La peau de l'ours
L'été dernier, vers la mi-juillet, au journal de 20 heures, Bruno Masure annonça qu'une sonde américaine venait de découvrir des traces de vie fossile sur Mars. Il n'y avait aucun doute : les molécules, datant de centaines de millions d'années, dont on venait de détecter la présence, étaient des molécules biologiques ; on ne les avait jamais rencontrées en dehors des organismes vivants. Ces organismes étaient en l'occurrence des bactéries, vraisemblablement des archéobactéries méthaniques. Ceci établi, il passa à autre chose ; visiblement, le sujet l'intéressait moins que la Bosnie. Cette couverture médiatique minimale semble a priori s'autoriser du caractère faiblement spectaculaire de la vie bactérienne. La bactérie, en effet, mène une existence paisible. Empruntant à l'environnement des nutriments simples et peu variés, elle croît ; puis elle se reproduit, assez platement, par divisions successives. Les tourments et les délices de la sexualité lui restent à jamais inconnus. Tant que les conditions restent favorables, elle continue à se reproduire (Yahvé la favorise devant sa face, et ses générations sont nombreuses) ; ensuite, elle meurt. Aucune ambition irréfléchie ne vient ternir son parcours limité et parfait ; la bactérie n'est pas un personnage balzacien. Il peut certes arriver qu'elle mène cette tranquille existence dans un organisme hôte (celui par exemple d'un teckel), et que l'organisme en question en souffre, voire en soit radicalement détruit ; mais la bactérie n'en a nullement conscience, et la maladie dont elle est l'agent actif se développe sans entamer sa sérénité. En elle-même, la bactérie est irréprochable ; elle est également parfaitement inintéressante.

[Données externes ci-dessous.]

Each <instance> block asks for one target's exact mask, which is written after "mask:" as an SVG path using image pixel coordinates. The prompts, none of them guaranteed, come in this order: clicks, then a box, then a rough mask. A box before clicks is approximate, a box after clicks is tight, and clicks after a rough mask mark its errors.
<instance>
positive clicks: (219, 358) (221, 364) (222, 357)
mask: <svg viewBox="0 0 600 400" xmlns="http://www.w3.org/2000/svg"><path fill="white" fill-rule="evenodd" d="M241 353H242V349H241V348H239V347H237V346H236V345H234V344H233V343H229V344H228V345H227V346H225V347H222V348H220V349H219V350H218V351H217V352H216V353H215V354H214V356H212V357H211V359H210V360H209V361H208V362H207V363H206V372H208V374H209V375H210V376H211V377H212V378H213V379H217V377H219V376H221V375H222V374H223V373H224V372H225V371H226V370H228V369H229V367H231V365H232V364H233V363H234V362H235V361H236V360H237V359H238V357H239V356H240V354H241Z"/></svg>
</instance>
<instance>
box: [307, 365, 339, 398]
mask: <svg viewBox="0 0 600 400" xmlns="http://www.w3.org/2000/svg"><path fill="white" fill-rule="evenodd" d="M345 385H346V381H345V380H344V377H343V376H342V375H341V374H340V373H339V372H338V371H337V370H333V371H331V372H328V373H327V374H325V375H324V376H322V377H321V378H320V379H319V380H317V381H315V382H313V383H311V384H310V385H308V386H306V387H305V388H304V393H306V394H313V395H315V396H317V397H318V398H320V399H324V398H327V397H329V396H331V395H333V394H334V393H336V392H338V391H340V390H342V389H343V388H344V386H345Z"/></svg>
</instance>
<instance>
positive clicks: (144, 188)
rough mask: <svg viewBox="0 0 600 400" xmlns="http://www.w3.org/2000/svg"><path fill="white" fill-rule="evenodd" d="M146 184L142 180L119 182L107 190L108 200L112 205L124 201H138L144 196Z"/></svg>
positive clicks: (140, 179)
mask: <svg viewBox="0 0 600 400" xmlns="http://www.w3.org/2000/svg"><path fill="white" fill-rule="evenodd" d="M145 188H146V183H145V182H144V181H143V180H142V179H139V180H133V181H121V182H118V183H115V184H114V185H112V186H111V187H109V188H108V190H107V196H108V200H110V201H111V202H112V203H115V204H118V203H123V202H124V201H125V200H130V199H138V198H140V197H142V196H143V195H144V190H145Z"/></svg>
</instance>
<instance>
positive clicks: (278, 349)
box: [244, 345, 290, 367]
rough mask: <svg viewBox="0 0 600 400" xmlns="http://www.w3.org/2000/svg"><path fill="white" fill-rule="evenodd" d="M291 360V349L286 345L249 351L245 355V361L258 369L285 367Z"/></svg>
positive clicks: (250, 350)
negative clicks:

L'événement, en lui-même, demeurait. Ainsi, sur une planète proche de la Terre, des macromolécules biologiques avaient pu s'organiser, élaborer de vagues structures autoreproductibles composées d'un noyau primitif et d'une membrane mal connue ; puis tout s'était arrêté, probablement sous l'effet de variations climatiques ; la reproduction était devenue de plus en plus difficile, avant de s'interrompre tout à fait. L'histoire de la vie sur Mars se manifestait comme une histoire modeste. Cependant (et Bruno Masure ne semblait pas en avoir pleinement conscience), ce mini-récit d'un ratage un peu flasque contredisait avec violence toutes les constructions mythiques ou religieuses dont l'humanité fait classiquement ses délices. Il n'y avait pas d'acte unique, grandiose et créateur ; il n'y avait pas de peuple élu, ni même d'espèce ou de planète élue. Il n'y avait, un peu partout dans l'univers, que des tentatives incertaines et en général peu convaincantes. Tout cela, en outre, d'une éprouvante monotonie. L'ADN des bactéries retrouvées sur Mars était exactement identique à l'ADN des bactéries terrestres ; cette constatation surtout me plongea dans une tristesse diffuse, tant cette identité génétique radicale semblait la promesse d'épuisantes convergences historiques. Sous la bactérie, en somme, on sentait déjà le tutsi ou le serbe ; enfin, tous ces gens qui se dispersent en conflits aussi fastidieux qu'interminables.
La vie sur Mars, ceci dit, avait eu l'extrêmement bonne idée de s'arrêter avant d'avoir causé trop de dégâts. Encouragé par l'exemple martien, j'entamai la rédaction d'un rapide plaidoyer pour l'extermination des ours. On venait à l'époque d'introduire un nouveau couple d'ours dans les Pyrénées, ce qui provoquait le mécontentement des producteurs de brebis. Une telle obstination à tirer ces plantigrades du néant avait en effet quelque chose de malsain, de pervers ; naturellement, la mesure était soutenue par les écologistes. On avait relâché la femelle, puis le mâle, à quelques kilomètres de distance. Ces gens étaient vraiment ridicules. Aucune dignité.
Comme je m'ouvrais de mon projet exterminateur à la directrice adjointe d'une galerie d'art, elle m'opposa un argument original, d'essence plutôt culturaliste. L'ours selon elle devait être préservé, car il appartenait à la mémoire culturelle très ancienne de l'humanité. En fait, les deux plus anciennes représentations artistiques connues figuraient un ours et un sexe féminin. D'après les datations les plus récentes, il semblait même y avoir un léger avantage à l'ours. Le mammouth, le phallus ? Beaucoup plus récents, beaucoup plus ; il ne pouvait même pas en être question. Devant cet argument d'autorité, je m'inclinai. Eh bien soit, allons pour les ours. Pour les vacances d'été je recommande Lanzarote, qui ressemble beaucoup à la planète Mars.